We are hardly lacking words to describe hostility to those who are different or from elsewhere. Based on the model of xenophobia, more developed examples include judeophobia, islamophobia, christianophobia. There is even gynophobia, androphobia, lesbophobia and gerontophobia, which respectively describe a fear or hatred of women, men, lesbians and the elderly.
Generally used to define irrational fears, words formed with the suffixes “phobe”, “phobia” and “phobic” (from the Greek phóbos, meaning “fear”) are in fact used in many different scientific fields. Some, such as hydrophobia, describe a chemical reaction. In biology, the term halophobe (from the Greek halos, meaning “salt”), refers to an organism which cannot tolerate highly saline environments. Doctors use phonophobia to describe a patient suffering from a hypersensitivity to sound, and photophobia when the pathology relates to light. But the field of psychiatry uses the most terms to describe phobias. The best-known psychological problems include agoraphobia and claustrophobia, respectively meaning the fear of open spaces and closed spaces.
The list of fears caused by the presence or the idea of a being, an object or a situation is endless. Examples include acrophobia (feat of heights), nyctophobia (fear of the dark), pyrophobia (fear of fire), mysophobia, kenophobia, gymnophobia, brontophobia and hylophobia (the fears of contamination, voids, nudity, thunder and forests).

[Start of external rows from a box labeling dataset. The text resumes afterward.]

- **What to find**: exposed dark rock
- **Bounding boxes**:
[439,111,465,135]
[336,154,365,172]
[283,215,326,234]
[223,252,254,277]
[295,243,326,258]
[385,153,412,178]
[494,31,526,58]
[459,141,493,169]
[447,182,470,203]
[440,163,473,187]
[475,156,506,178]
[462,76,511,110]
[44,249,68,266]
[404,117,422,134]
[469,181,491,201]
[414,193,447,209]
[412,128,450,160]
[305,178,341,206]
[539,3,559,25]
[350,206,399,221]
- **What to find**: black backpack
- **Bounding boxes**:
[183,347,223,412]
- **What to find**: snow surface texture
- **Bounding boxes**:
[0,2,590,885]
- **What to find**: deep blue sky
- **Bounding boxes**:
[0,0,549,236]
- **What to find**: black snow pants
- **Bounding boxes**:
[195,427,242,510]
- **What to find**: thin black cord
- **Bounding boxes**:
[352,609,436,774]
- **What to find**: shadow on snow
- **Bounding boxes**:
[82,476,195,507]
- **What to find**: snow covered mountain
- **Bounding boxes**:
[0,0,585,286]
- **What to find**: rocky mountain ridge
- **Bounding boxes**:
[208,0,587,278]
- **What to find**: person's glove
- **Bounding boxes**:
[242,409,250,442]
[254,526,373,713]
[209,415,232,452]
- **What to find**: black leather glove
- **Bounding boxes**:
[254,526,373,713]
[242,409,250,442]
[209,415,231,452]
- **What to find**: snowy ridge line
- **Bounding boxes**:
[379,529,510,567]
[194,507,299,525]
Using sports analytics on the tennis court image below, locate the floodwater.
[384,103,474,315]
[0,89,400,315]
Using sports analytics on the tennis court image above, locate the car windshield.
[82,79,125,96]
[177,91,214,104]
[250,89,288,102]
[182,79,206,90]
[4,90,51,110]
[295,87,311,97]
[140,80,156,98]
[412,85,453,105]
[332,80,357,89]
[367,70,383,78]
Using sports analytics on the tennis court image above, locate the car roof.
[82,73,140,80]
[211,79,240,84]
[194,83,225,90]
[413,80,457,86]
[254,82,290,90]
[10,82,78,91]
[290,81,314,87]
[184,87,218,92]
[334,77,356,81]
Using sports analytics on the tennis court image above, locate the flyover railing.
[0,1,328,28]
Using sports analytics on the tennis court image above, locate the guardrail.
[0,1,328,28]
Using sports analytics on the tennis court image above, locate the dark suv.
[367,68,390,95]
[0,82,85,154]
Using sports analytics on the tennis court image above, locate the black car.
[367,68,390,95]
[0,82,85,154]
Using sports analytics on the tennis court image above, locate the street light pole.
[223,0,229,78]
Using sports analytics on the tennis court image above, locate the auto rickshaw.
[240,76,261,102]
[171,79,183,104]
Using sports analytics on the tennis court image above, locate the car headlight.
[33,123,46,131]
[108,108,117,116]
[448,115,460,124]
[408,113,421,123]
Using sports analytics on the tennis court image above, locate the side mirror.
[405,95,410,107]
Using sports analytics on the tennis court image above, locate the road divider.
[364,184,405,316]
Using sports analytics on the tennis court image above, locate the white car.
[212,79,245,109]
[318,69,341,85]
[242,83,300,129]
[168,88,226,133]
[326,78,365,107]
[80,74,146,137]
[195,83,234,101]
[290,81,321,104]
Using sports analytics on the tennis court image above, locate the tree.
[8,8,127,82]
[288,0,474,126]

Nosocomophobes are scared of hospitals, chorophobes are scared of dancing, asthenophobes are scared of fainting, and emetophobes balk at the idea of vomiting,
Glossophobia is the fear of public speaking, siderodromophobia is a fear of travelling in trains, and stasophobia describes a fear of standing.
Those who hate clowns may well have coulrophobia. Those revolted by dolls suffer from pediophobia, and anyone terrified by graves and holes could be diagnosed with both taphophobia and trypophobia.
Of course we could not discuss this subject without referring to the recurring fear felt by those who write for a living or for pleasure: leucoselophobia is used to describe the famous “blank page” syndrome.
It is easy to see animals as the source of numerous fears. The most renowned are the fears of spiders (arachnophobia), snakes (ophiophobia), and mice and rats (musophobia). But there are also large numbers of ichthyophobes and chiroptophobes (those terrified of fish and bats respectively). And certain people cannot stand the sight of cats, chickens or birds, which make them ailurophobic, alektorophobic or ornithophobic.
Anyone who knows a little Greek or Latin should be able to deduct the meaning of many phobias quite easily. They would, for example, immediately understand that cuniculophobia is a fear of rabbits (from the Latin cuniculus).
Comedians have had a lot of fun embellishing the list. Their inventions include aibohphobia, which is the fear of palindromes; the word itself is a palindrome, meaning it can be read both from left to right, and vice versa, while keeping the same meaning. They are also to thank for hippopotomonstrosesquippedaliophobia – the fear of long words, of course!
Superstitions are another field home to this lexical madness. Triskaidekaphobia is a fear of the number 13, and hexakosioihexekontahexaphobia describes a fear of the number 666.
New words of this ilk are appearing all the time, and many are truly a sign of the times. Such is the case of nomophobia, which is formed of the words “no”, “mobile” and “phobia”, and describes the fear of not having your smartphone to hand.
We are all aware that irrational fears are one of the most widespread problems affecting the human race. The only question that remains is which of the following would be hardest to bear: pantophobia (the fear of everything) or phobophobia (the fear of fear itself)?
Column published in the April 2016 issue of France-Amérique.